Due to the sustained pace I was doing throughout the trip, I did notice that battery consumption was a little on the higher side. It’s no secret that EVs consume more juice when travelling fast, and I was averaging about 24.2kWh/100km on the highway bits.
Not a deal breaker by any stretch, but you do need to factor in sufficient charging locations as you go about your trip.
Which is why, after a serene breakfast at Talula Hill Farm and Resort, the cars made a quick pitstop at Shell Skudai R&R in order to get some much-needed power. There were also charging stations located at the Anantara Resort, which we generously occupied (sorry other EV owners!).
But, as you can clearly see, we didn’t even need to leave the resort in order to get a full battery, all ready for the next day’s festivities.
Yes, depending on battery capacity, you may need to plug in more times than someone else needs to top up fuel, but that doesn’t mean an EV can’t survive the “harsh” Malaysian peninsula.
Plan in advance, and your journey can be as seamless as a relaxing cup of coffee by a hillside.
the Ioniq 5 has a trick up its sleeve too.
Hyundai has included a unique feature in the Ioniq 5; external Vehicle-to-Load (V2L) functionality. Basically, the car can become your mobile generator.
Plugging the adapter into the car’s charging port is literally all that’s required to get the party started. To demonstrate this, the Hyundai folk have graciously set up a portable movie theatre right on the grounds of a completely deserted carpark, powered solely by the Ioniq 5.

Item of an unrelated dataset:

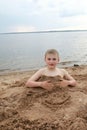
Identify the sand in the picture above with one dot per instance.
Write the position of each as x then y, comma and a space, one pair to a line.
23, 108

Enjoying an episode of Brooklyn 99, beer in hand, sitting on a Hyundai field chair (which you can purchase, by the way) right smack in the middle of nowhere is exactly my kind of peace, and it’s more amazing knowing that all this is powered by the Ioniq 5.
Hyundai, if you wish to try out some outdoor al-fresco steamboat ideas, I’m all ears.
The designers even engineered an inflatable bed that fits snugly in the back of the Ioniq 5, so once you’re ready to settle in for the night, you can just crawl in and gaze at the star-filled sky.
How? With the Ioniq 5’s standard fit panoramic sunroof, of course.
electricity can be your friend.
I’ve driven up North many, many times. But this was the first time I’ve exclusively used EVs to get around. Even though our journey may only cover the Southern part of Malaysia, getting around was just as easy as any ICE vehicle.
And it was quite the sight to pull up to the petrol stations, waving off the pump attendant, and heading straight in just for a box of good-value ice cream.
The Hyundai Ioniq 5 proves that you can have a great time in Malaysia. All you’ve got to do is grab the motivation to pack your passport and head for the land borders.